The final characteristic of truly great CEO is the ability to plant the seeds of trees under which they may never sit. To embody a sense of enlightened self-interest. This allows them to balance the short-term decisions of running a successful business today with the long-term decisions of contributing to the world around them in a strongly impactful way. Wise leaders understand that with great power comes great responsibility. They use that power to leave a legacy, not just great quarterly earnings.


Lastly, I’d like to share a tool I learned a few years ago that I thought was extremely powerful for someone coming into a new leadership position. I was attending the Global Institute for Leadership Development and met with a senior executive from P&G who was basically a turnaround specialist within the company. When a division of the company got off track, this gentleman was sent to get them back on track and moving in the right direction. But one of the biggest problems he had was that he was often sent to places where he had never met the people he was now in charge of.

Imagine this:

You work in a division of a large company that you know is struggling, and all of a sudden a brand-new president shows up that you’ve never met before. You know nothing about them, and this person is now completely in charge of your part of the company and your future in the company. Then, he realized this created great fear within the people he was now in charge of. That fear caused them to hesitate, double guess him, and politicize things. Spending a lot of time trying to figure out what the new “boss” wanted. He realized that was a very destructive situation and created an elegant tool to fix it immediately.

Upon arriving at the new division of the company that he was about to take over. He would hand everyone in the entire division one piece of paper that summed up everything they needed to know about him as a new leader. On the front he would write out very clearly what he was going to focus on as their leader.
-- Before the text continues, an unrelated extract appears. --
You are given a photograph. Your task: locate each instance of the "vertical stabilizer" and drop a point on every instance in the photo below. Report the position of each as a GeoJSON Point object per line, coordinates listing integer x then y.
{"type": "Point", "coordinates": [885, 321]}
What he expects of everyone that works for him, and what numbers would be the main metrics he will use to measure the success of the organization. On the reverse side of the paper he wrote down his own personal leadership philosophy. What everyone that worked for him could expect from him, and what core values he was going to manage the organization around.

He would then tell them:

“I’m going to hold you strictly accountable for everything on the front piece of paper—performing in a way that I need you to, focusing on the areas that I feel are important, meeting or exceeding the metrics that I’ve set for you. However, I am asking you to hold me 100% accountable for everything on the back of the piece of paper—for living my leadership philosophies every day, for doing the things I am promising I will do for you, and for making sure that we have a values-based organization of integrity and professionalism.”

He did this so that there would be no guessing, no ambiguity and no fear. As a result, people knew from day one exactly what he expected of them and what they could expect from him. Instead of spending months of innuendo, rumors and political maneuvering, he put all of that to rest on day one. This is a tool I have recommended to lots of new managers, leaders and CEOs and one that might be helpful for you too, Dan.


I wish you every possible success, and please know that I’m here if you need ANYTHING. I believe that the issues within your organization are absolutely fixable. As one of the folks in the class today said, “It might be tough, but it’s not impossible.”

Please never hesitate to send a note or call if there is any way that I can help you. I look forward to working together on this and watching as your organization gets better and better.

Thank you very much for asking me to assist in this extremely important project. It has been a joy and an honor, take good care.